After all, it’s had five podiums from 2023’s first seven events. It’s just they’ve all come via Fernando Alonso, with his team-mate Lance Stroll yet to finish above fourth this year.
And hopes rest on Alonso again in Montreal, as while he’s in the podium mix from third on the grid, Stroll was back in 13th even before a three-place grid penalty for impeding Esteban Ocon.
He put that initial poor result down to tyre strategy errors in Q2.
“Wrong tyre at wrong moment,” said Stroll. “When it was dry we were on wet and inter and we went on dry and it started raining.”
But part of that timing angst was down to Stroll having spun approaching the hairpin, resulting in wing damage from brushing the wall. That meant he missed the chance to set a laptime in the optimum window between the track improving from earlier rain and more rain arriving.
“I think in hindsight we should have just put the dries on,” Stroll reflected.
“I spun, hit the wall, came back to change the front wing, put inters on, and it was probably right time for dries.
“It was ready for dries, I was pushing for dries, the team maybe saw some forecasts showing more rain so it’s always a difficult decision to make but it is what it is.”
Stroll is rarely among the most verbose communicators in the current F1 field, but there was a definite hint of sadness at an opportunity missed as he discussed his qualifying result.
After all, he’s thrived in tricky qualifying conditions before – putting Williams on the Monza front row as a rookie in 2017 and taking pole for his team’s previous incarnation Racing Point at Istanbul in 2020.
His qualifying disappointment on Saturday underlined Alonso’s recent assessment of why Stroll isn’t consistently up at the front with him.
Alonso’s strong support for Stroll has been an endearing (if unexpected and even, in the eyes of some sceptics, cynical and politically motivated given Lawrence Stroll’s significance in the team) theme of the 2023 season so far, expressed in ways ranging from outlandish proclamations of Lance’s future champion and decade-long team-leader potential to declining to attack him for sixth at the last race in Spain.
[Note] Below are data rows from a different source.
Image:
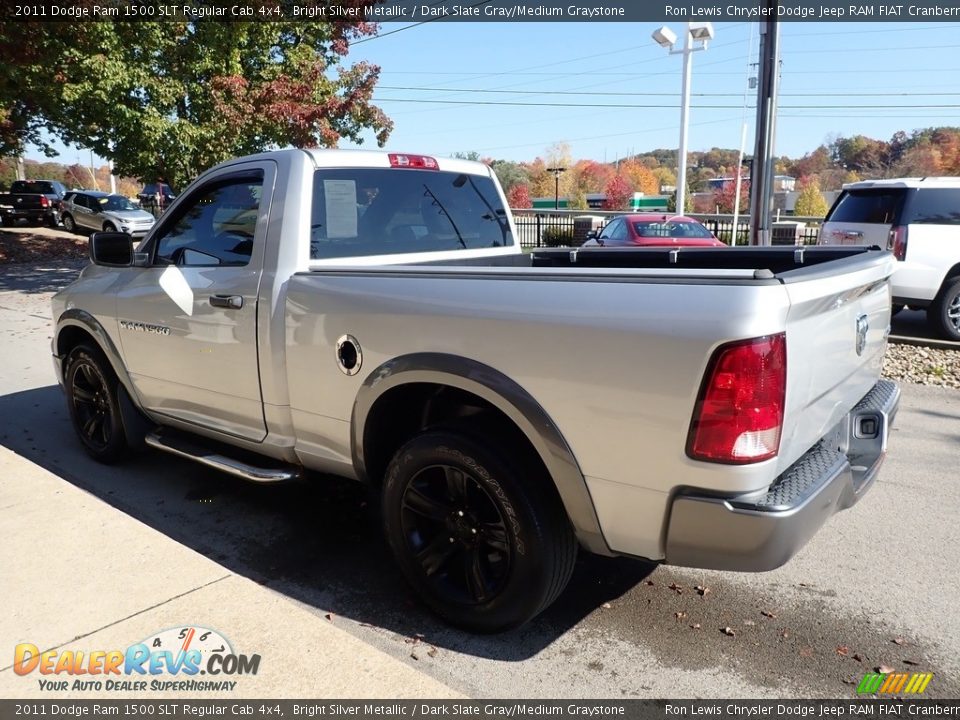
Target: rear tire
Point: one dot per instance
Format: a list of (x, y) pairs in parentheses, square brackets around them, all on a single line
[(91, 388), (483, 540), (944, 312)]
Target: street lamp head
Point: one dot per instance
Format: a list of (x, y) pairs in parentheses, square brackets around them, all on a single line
[(664, 37), (701, 31)]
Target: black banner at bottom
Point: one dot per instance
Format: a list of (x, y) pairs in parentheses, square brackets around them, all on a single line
[(474, 709)]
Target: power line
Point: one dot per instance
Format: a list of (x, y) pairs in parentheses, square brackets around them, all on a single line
[(883, 93), (654, 106), (413, 25)]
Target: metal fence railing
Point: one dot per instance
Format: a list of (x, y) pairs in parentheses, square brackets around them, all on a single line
[(549, 228)]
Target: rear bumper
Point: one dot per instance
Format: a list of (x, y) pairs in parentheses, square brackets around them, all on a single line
[(762, 531)]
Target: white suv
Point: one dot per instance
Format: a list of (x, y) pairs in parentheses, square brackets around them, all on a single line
[(918, 219)]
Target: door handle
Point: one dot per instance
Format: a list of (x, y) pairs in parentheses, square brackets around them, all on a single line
[(233, 302)]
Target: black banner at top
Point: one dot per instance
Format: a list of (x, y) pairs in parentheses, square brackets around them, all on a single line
[(408, 11), (471, 709)]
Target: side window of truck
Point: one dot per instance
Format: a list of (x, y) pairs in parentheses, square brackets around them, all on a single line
[(214, 227), (935, 206)]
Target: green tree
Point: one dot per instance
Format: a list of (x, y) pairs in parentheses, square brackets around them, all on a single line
[(170, 99)]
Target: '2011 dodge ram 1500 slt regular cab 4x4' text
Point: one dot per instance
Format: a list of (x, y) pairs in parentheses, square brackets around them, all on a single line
[(371, 315)]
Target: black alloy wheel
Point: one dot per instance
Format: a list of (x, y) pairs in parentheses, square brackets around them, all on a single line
[(457, 533), (477, 528), (94, 410)]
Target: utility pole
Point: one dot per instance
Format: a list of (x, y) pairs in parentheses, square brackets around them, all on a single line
[(762, 171), (556, 186)]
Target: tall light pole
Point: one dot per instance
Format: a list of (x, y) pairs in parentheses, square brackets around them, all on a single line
[(556, 186), (696, 37)]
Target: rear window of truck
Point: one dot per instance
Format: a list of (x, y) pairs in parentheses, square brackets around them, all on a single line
[(34, 188), (373, 211), (879, 206)]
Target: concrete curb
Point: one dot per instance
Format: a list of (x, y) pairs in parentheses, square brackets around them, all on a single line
[(109, 581)]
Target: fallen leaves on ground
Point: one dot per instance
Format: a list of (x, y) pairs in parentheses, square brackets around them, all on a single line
[(27, 247)]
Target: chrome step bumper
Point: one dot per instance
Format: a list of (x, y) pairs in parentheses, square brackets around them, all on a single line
[(762, 531)]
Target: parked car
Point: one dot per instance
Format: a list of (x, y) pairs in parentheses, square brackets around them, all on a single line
[(918, 219), (37, 201), (94, 210), (371, 315), (649, 230), (157, 195)]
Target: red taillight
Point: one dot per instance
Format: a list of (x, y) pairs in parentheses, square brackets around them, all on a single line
[(421, 162), (739, 413), (897, 242)]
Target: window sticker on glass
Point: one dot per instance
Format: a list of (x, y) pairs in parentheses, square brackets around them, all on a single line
[(341, 206)]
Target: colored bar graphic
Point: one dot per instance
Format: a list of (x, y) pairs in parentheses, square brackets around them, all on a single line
[(894, 683)]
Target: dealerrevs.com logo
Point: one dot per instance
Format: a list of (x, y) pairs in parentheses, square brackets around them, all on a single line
[(189, 659)]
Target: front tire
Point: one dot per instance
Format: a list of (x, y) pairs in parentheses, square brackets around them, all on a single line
[(944, 312), (481, 536), (91, 388)]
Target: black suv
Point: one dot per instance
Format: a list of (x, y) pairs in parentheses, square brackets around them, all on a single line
[(156, 196), (52, 190)]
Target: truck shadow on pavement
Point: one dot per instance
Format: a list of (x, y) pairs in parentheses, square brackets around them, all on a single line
[(318, 541)]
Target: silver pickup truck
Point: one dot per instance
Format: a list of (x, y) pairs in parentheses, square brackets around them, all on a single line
[(371, 315)]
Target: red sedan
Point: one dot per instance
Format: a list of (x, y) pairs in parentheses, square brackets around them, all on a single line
[(649, 230)]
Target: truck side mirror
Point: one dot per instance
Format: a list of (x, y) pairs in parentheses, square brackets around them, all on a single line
[(111, 249)]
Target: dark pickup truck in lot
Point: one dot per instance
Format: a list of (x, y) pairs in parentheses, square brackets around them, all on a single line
[(37, 201)]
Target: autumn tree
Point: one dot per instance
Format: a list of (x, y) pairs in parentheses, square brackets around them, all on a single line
[(810, 201), (724, 197), (590, 176), (640, 177), (171, 99), (518, 197), (618, 191), (510, 174)]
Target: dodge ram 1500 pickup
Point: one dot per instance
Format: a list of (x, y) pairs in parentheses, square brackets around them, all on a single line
[(371, 315)]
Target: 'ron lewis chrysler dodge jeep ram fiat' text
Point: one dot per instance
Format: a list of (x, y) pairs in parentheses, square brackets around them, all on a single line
[(371, 315)]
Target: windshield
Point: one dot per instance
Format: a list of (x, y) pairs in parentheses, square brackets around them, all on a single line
[(116, 202), (367, 211), (671, 229)]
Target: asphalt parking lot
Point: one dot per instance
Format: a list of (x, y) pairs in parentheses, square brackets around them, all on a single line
[(877, 587)]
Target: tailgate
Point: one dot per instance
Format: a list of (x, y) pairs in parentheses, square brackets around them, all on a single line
[(837, 329)]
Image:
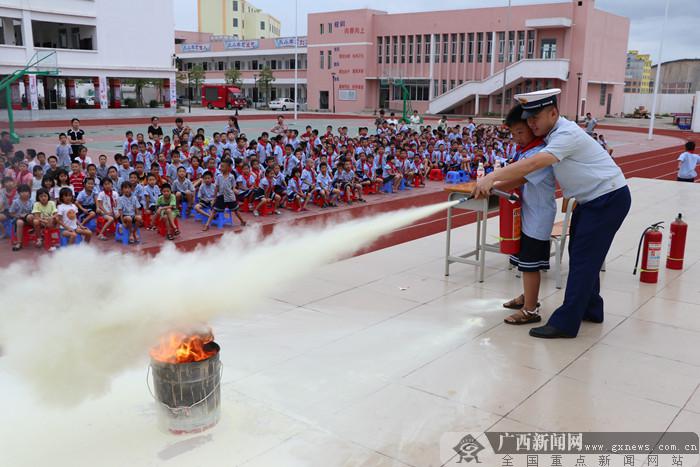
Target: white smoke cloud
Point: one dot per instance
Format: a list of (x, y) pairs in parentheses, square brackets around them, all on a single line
[(83, 315)]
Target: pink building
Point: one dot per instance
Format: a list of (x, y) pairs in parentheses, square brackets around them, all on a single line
[(453, 61), (444, 61)]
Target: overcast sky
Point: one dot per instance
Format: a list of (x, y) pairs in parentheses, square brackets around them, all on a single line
[(646, 17)]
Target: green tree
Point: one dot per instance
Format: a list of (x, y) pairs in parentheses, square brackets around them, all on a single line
[(265, 79), (233, 76)]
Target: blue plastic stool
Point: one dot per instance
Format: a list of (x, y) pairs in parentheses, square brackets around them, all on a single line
[(64, 240), (452, 177), (183, 209), (9, 226), (121, 234), (92, 225), (222, 219)]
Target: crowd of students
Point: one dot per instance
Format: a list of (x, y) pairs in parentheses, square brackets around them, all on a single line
[(190, 170)]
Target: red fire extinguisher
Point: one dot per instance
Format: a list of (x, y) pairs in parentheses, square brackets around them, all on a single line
[(651, 255), (676, 246), (509, 220)]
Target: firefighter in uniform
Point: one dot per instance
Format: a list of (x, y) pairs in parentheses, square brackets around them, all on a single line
[(588, 174)]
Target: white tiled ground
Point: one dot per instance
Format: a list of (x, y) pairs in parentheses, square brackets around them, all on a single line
[(373, 359)]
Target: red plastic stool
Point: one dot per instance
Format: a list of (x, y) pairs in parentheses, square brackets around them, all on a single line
[(436, 175), (101, 223), (52, 238), (28, 235), (294, 205), (267, 209)]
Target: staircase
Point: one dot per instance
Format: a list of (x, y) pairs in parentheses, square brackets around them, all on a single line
[(524, 69)]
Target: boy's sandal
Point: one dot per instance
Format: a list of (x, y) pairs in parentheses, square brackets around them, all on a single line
[(524, 316)]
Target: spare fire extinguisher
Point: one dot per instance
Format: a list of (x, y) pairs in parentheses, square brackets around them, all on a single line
[(651, 256), (676, 245), (509, 220)]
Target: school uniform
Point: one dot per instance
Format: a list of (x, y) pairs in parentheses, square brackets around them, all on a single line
[(226, 195), (246, 184), (128, 205), (586, 172), (686, 172), (206, 194), (539, 208), (152, 192)]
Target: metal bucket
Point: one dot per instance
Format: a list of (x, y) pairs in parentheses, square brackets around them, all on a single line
[(188, 395)]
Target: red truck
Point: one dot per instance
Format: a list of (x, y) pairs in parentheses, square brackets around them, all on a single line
[(222, 96)]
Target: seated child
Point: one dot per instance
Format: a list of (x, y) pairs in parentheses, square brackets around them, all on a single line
[(44, 211), (226, 192), (167, 210), (207, 192), (107, 206), (265, 193), (67, 217), (294, 190), (183, 189), (21, 211), (129, 207), (87, 202)]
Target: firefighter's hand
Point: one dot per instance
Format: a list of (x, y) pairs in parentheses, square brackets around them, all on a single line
[(483, 186)]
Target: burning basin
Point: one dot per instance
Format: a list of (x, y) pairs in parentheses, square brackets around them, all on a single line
[(187, 381)]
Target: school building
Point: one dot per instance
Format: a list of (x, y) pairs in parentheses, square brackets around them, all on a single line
[(90, 49), (442, 61)]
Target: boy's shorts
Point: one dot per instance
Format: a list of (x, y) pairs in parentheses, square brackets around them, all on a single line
[(533, 255), (220, 205)]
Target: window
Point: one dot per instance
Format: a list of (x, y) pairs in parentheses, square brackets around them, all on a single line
[(436, 57), (403, 49), (603, 92), (387, 49), (471, 47), (479, 47), (444, 48), (489, 46), (419, 50), (14, 29), (531, 44), (501, 46), (548, 49), (521, 45), (511, 46), (427, 38)]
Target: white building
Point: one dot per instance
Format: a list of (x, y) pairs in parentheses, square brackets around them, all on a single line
[(97, 43)]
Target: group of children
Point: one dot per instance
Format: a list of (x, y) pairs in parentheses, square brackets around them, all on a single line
[(192, 171)]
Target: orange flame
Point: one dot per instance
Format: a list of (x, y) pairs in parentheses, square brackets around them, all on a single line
[(179, 347)]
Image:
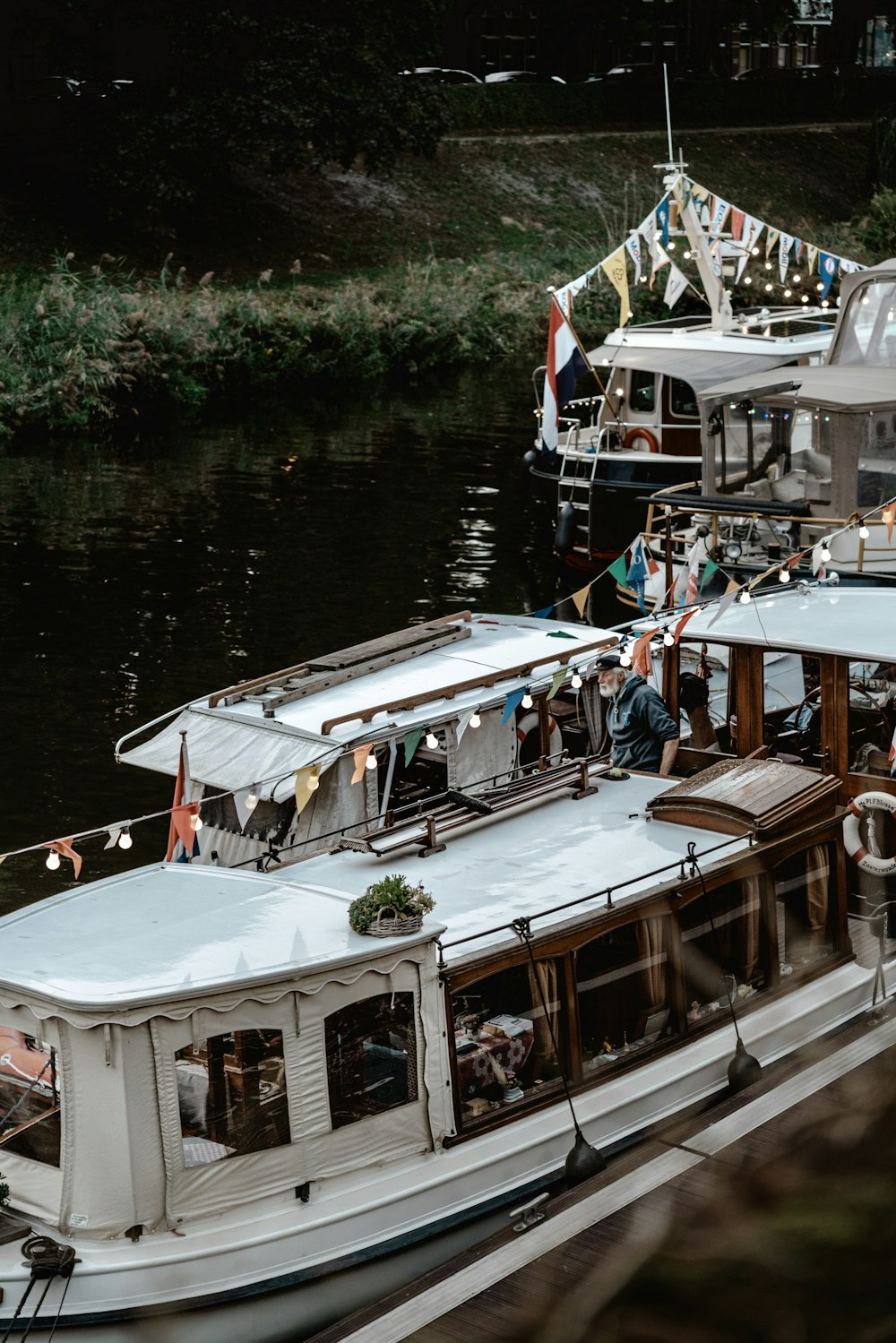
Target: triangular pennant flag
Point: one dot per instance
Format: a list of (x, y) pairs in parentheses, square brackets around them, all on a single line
[(616, 273), (751, 230), (641, 661), (64, 847), (683, 622), (581, 599), (411, 743), (306, 782), (618, 568), (360, 755), (708, 571), (633, 247), (724, 602), (676, 287), (783, 255), (826, 269), (511, 702), (559, 677)]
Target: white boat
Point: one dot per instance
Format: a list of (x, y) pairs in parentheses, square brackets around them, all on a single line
[(258, 1119), (798, 470), (640, 428)]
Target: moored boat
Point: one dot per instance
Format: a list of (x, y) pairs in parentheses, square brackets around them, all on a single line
[(263, 1114)]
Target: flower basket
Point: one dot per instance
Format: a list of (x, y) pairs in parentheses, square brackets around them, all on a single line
[(390, 907), (389, 925)]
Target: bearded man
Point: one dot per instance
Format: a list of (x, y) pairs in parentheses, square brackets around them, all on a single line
[(645, 736)]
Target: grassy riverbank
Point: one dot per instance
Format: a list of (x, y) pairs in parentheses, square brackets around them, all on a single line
[(351, 276)]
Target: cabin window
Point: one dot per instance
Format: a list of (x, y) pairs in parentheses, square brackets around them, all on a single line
[(231, 1090), (622, 990), (721, 947), (681, 399), (642, 391), (29, 1098), (371, 1057), (503, 1036), (802, 900), (871, 719)]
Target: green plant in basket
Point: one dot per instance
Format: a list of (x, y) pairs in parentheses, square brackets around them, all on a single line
[(395, 896)]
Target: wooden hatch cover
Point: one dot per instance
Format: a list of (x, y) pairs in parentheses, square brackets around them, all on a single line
[(767, 796)]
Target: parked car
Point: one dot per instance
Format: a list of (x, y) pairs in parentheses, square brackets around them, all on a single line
[(441, 75)]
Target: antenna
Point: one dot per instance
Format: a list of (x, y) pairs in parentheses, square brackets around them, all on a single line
[(665, 85)]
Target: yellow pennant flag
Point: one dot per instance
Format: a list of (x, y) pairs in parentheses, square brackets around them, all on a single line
[(581, 599), (614, 268), (306, 783)]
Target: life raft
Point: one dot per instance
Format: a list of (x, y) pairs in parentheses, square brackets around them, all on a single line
[(852, 839), (638, 431)]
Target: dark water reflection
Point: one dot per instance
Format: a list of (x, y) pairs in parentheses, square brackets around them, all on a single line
[(139, 576)]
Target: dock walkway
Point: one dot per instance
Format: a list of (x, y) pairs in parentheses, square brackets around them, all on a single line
[(592, 1235)]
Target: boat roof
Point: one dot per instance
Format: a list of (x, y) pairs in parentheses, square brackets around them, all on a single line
[(839, 387), (169, 936), (258, 736), (852, 621)]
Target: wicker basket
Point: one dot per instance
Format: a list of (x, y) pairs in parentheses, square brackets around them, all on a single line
[(387, 925)]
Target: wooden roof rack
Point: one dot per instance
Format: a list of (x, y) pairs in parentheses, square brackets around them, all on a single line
[(763, 796), (346, 665)]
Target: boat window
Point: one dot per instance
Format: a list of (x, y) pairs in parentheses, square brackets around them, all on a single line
[(683, 399), (29, 1098), (371, 1057), (231, 1090), (503, 1036), (877, 466), (802, 888), (622, 990), (871, 718), (642, 390), (869, 327), (721, 949)]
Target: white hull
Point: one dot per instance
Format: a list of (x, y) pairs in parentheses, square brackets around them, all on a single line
[(287, 1270)]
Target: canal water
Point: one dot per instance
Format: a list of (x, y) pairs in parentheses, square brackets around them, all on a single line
[(140, 575)]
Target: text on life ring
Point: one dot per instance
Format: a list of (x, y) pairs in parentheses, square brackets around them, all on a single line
[(852, 839)]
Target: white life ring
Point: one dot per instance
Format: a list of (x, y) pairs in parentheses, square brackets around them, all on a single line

The general driving and set-up advice Alonso has given Stroll has been the most practical manifestation of that belief in his team-mate.
But Alonso admitted ahead of the Canadian GP that Stroll needed to get better at putting complete trouble-free weekends together if he wanted to go beyond showing “sparks” of his true capability in F1.
“I think Lance is showing the speed in the car, the commitment, we saw at the beginning of the year as well, racing with a broken hand and things like that,” said Alonso.
“You only see that when you really have passion for something that you’re doing.
“And I think, for him, the most important thing now is to get the consistency, weekend after weekend.
“We saw many times, in the past, sparks of Lance, in wet qualifying, in races, at the starts, lap one performance, these kinds of things that are outstanding.
“And then, some other weekends that the result was not coming or you get in a bad loop in qualifying, so something like that, and then the weekend is a little bit compromised.
“So, I think that consistency is going to be the next step in his career, to be constantly fighting for the top five and then at the end of the year, you see the amount of points that you gain when you get all the weekends right.
“With the motivation, the commitment that he has, and the team that Aston Martin is building now, I think it’s a matter of time that this will come.”
But – unless a truly amazing race performance is about to be pulled off – it’s not going to come in time to make Lawrence Stroll’s double podium dream a reality.